「いま」だけで生きる、「いま」だけを生きる

私は自由だ、という実感がある。未来は茫漠としていて、これからどうするか、どうすべきかなんてわからない。だから何をやったっていいしどこへ行ってもいい。なんでもできるしどこへでも行ける。でもいまはどうしたいかがないし、だから希望はない。立ち止まっていて不安がない。いつか、ということを信じているけれど、いつか、がなくたっていまはいい、いまがあるから。
まー実感なんてちょうあてにならないんですけどね。↑
人間は未来を考えるようにできていて、未来をよくするためにいまの行動を考えて、未来に得られるだろう報酬を現在の糧にすることができる。未来のために多少の不自由や不遇や不満を我慢することができる。反面、未来がわからなかったり望みが叶わないことが予想されたりすることが、不安だ。いま不自由なく暮らしているのに三十年後の生活を思い煩ったりする。
過去から未来へ途切れなく続く時間のなか、自分という固有の存在もまた連続している。過去の自分も未来の自分も、同じ「自分」。思い出で生きるし、夢で生きるし、希望で生きる。
――と、いう観察が正しいなら、私はどこかの機能が壊れているんだろう、とは思う。因果律に則った思考から逃れられるわけでもないけど(逃れたいわけでもないけど、想像したいだけで)。そこまでは逸脱してないけど。自分がいつか必ず死ぬ、ということを理解できないのも、そのへんの機能障害なのかな。べつに私は困らないんだけど、周りの人のほうが困るかも。
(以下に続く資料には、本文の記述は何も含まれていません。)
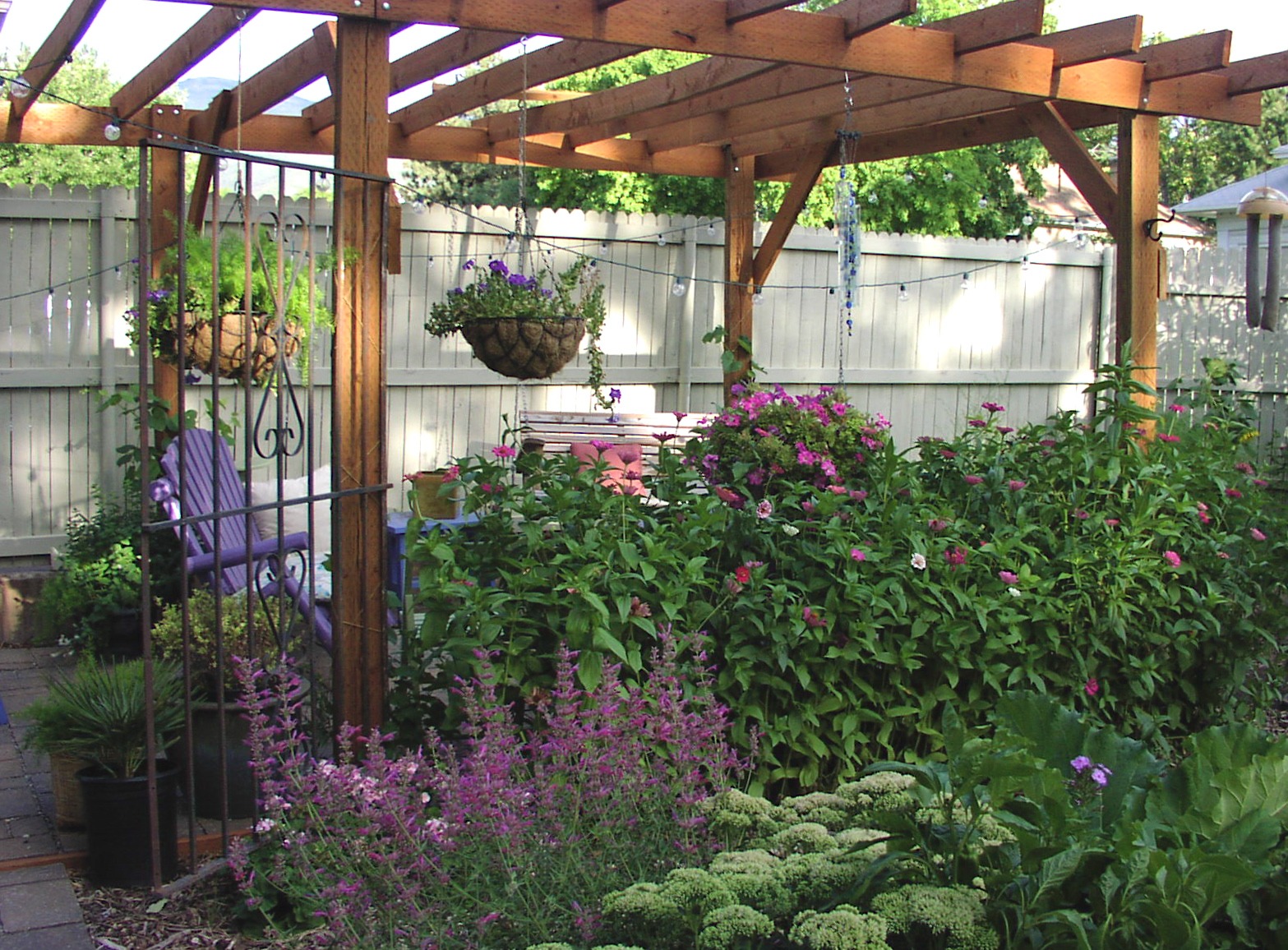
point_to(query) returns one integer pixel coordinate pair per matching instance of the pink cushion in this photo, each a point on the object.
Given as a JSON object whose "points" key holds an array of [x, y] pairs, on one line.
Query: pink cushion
{"points": [[625, 465]]}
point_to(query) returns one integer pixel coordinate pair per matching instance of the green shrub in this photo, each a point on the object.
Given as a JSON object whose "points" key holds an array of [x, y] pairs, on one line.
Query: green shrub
{"points": [[1135, 579]]}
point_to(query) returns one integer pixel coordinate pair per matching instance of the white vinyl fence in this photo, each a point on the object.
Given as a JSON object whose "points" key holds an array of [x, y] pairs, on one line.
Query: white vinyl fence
{"points": [[939, 326]]}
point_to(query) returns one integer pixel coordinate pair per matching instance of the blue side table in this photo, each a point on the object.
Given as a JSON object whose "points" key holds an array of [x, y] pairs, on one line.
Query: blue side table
{"points": [[395, 532]]}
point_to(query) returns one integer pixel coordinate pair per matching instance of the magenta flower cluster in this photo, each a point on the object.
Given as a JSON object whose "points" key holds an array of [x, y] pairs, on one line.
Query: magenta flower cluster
{"points": [[506, 838]]}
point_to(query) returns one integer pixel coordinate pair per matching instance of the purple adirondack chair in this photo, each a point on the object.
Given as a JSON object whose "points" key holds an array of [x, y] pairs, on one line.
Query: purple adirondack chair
{"points": [[191, 493]]}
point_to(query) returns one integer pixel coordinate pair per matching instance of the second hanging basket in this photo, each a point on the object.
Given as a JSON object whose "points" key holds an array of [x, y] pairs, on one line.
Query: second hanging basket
{"points": [[526, 348]]}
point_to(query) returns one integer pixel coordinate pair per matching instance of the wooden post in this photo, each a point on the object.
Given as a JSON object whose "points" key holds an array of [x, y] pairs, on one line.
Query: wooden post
{"points": [[740, 238], [358, 407], [1136, 297]]}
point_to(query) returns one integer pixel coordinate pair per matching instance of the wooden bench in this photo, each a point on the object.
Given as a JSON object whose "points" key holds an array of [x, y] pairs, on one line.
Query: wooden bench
{"points": [[558, 431]]}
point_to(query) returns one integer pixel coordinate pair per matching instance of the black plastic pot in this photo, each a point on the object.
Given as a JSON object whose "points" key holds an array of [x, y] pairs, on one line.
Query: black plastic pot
{"points": [[122, 635], [209, 766], [118, 827]]}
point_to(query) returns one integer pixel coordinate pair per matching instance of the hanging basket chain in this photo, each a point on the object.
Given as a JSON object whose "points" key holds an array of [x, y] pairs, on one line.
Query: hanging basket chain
{"points": [[847, 225]]}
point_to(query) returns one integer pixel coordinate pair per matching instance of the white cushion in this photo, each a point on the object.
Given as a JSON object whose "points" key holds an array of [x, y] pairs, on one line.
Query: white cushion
{"points": [[295, 518]]}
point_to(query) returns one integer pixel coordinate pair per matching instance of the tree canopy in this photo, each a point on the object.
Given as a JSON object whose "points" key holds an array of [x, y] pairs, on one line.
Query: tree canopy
{"points": [[84, 80]]}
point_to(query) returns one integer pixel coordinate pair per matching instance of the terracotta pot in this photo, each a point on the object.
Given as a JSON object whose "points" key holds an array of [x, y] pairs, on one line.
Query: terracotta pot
{"points": [[429, 504]]}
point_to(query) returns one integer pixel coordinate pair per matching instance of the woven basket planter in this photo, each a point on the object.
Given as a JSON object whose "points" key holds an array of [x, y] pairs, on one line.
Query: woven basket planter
{"points": [[526, 348], [68, 809], [229, 362]]}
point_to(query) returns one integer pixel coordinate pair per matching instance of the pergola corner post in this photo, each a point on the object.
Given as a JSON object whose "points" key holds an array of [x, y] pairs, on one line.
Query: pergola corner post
{"points": [[740, 238], [358, 390], [1138, 267]]}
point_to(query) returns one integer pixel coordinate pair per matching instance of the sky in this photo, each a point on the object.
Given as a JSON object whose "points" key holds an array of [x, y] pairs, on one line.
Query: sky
{"points": [[1260, 27]]}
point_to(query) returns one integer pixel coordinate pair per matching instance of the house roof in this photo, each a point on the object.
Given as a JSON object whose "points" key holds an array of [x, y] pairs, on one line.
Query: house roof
{"points": [[1226, 200]]}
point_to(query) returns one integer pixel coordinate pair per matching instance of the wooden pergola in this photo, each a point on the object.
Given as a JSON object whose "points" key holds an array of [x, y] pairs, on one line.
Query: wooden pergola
{"points": [[765, 104]]}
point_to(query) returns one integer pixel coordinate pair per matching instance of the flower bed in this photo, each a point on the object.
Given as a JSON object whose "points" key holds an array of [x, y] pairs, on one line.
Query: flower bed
{"points": [[1135, 579]]}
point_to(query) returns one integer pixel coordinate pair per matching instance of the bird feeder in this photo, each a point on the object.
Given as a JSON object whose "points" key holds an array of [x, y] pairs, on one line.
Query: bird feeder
{"points": [[1258, 204]]}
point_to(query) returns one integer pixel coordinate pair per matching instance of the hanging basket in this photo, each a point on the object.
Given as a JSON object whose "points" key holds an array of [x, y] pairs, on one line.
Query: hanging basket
{"points": [[233, 353], [526, 348]]}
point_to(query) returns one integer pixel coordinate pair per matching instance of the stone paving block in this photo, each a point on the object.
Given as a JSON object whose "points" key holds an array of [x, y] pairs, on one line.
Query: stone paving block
{"points": [[38, 904], [72, 936], [18, 804], [27, 875]]}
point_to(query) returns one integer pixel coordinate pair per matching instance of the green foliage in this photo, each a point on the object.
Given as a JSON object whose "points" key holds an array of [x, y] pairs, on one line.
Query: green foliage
{"points": [[1135, 579], [993, 847], [218, 631], [265, 295], [84, 80], [98, 574], [99, 715]]}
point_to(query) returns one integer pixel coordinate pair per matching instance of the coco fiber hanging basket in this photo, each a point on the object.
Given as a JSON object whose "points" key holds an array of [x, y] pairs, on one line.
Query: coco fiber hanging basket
{"points": [[526, 348]]}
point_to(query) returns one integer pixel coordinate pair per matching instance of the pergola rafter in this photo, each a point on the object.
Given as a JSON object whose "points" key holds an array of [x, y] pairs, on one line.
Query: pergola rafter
{"points": [[765, 102]]}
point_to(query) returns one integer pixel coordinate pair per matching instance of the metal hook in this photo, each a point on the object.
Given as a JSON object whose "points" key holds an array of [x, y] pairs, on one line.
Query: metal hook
{"points": [[1154, 225]]}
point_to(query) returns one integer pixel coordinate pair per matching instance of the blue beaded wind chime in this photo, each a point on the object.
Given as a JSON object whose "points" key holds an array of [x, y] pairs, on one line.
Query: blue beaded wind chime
{"points": [[847, 228]]}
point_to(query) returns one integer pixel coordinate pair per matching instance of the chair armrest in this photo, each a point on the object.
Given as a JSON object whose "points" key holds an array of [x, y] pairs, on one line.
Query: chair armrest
{"points": [[289, 543]]}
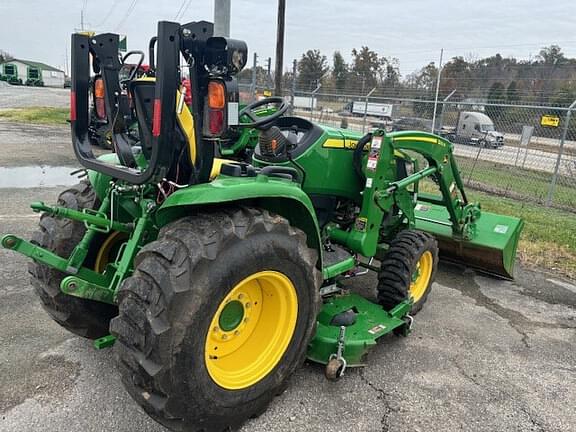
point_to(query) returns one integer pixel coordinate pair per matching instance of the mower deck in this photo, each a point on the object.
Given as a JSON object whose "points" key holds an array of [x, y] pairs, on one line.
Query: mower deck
{"points": [[367, 323]]}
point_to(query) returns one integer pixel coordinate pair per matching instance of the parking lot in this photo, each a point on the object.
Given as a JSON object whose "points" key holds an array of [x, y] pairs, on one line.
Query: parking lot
{"points": [[485, 354]]}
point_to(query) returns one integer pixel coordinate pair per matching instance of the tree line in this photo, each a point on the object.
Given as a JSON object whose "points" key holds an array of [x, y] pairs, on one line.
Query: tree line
{"points": [[548, 78]]}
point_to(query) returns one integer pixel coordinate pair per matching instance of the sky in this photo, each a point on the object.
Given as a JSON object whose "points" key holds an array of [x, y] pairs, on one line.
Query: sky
{"points": [[413, 31]]}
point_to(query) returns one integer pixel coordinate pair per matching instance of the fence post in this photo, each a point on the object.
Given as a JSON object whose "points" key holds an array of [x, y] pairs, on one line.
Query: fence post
{"points": [[441, 116], [312, 97], [366, 108], [559, 159], [253, 85], [293, 90]]}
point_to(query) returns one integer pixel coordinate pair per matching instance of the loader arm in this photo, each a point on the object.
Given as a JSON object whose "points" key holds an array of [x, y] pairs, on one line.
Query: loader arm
{"points": [[488, 244]]}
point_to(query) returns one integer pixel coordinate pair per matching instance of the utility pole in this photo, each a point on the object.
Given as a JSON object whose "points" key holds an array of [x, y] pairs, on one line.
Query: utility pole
{"points": [[293, 95], [269, 77], [280, 48], [222, 17]]}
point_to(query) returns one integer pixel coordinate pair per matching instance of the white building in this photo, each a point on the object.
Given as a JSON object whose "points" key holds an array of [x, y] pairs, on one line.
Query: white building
{"points": [[28, 70]]}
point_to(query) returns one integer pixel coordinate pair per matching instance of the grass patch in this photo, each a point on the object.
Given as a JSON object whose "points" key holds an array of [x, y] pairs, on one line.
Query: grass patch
{"points": [[548, 239], [39, 115]]}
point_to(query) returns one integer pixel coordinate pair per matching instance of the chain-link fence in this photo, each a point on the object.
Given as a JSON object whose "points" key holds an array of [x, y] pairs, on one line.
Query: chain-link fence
{"points": [[522, 152]]}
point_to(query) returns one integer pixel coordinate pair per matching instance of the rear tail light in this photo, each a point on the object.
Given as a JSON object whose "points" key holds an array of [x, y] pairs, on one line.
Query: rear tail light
{"points": [[216, 122], [216, 95], [99, 88], [99, 98], [100, 109]]}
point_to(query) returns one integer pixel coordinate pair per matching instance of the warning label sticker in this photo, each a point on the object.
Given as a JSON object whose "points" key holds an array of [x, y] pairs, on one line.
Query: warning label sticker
{"points": [[501, 229]]}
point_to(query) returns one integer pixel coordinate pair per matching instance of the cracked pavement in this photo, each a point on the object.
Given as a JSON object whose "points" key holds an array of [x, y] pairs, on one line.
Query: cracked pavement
{"points": [[485, 355]]}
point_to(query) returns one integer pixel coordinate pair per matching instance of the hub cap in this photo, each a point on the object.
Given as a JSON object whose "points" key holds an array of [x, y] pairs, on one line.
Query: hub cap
{"points": [[421, 276], [251, 330]]}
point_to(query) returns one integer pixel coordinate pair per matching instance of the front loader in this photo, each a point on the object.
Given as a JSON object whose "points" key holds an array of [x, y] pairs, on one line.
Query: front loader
{"points": [[212, 254]]}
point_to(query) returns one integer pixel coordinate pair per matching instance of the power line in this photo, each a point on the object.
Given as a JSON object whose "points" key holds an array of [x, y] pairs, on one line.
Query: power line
{"points": [[109, 14], [129, 11], [183, 9]]}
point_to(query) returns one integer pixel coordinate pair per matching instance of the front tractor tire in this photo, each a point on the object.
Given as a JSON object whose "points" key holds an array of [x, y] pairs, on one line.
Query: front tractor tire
{"points": [[86, 318], [216, 317], [407, 270]]}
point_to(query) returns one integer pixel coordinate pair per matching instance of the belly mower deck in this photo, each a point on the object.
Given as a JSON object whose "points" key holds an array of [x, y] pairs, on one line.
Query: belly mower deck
{"points": [[348, 326]]}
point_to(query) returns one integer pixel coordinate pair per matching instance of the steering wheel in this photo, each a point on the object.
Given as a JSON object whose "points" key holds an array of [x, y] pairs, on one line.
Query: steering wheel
{"points": [[258, 121]]}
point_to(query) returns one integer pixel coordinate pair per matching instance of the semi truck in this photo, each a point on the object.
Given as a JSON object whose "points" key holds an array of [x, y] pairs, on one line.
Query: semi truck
{"points": [[372, 109], [474, 128]]}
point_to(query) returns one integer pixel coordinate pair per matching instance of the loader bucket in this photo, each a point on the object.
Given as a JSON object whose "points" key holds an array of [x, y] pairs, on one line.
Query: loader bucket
{"points": [[492, 249]]}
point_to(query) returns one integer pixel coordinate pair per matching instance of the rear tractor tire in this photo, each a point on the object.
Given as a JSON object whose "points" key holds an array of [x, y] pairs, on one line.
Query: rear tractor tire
{"points": [[86, 318], [407, 270], [216, 317]]}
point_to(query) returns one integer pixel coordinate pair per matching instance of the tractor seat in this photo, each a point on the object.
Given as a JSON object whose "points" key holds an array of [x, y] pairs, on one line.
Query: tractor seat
{"points": [[300, 133]]}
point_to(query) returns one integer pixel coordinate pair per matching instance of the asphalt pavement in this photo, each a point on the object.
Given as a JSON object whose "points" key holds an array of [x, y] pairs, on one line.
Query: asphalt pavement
{"points": [[485, 354]]}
なので、不思議だなあ、と。「人生楽ありゃ苦もあるさ〜」って、それ、わからない。というか世の人はほんとうにそう思ってるんでしょうか。ほんとうに、というか、辛いときに唱える建て前だったり、大きな幸運に浮かれることをたしなめる忠告だったりするんだろう、とは、思うけど。ううむ、わからないんだ、それが。わからないって言われたほうもわからないだろうが。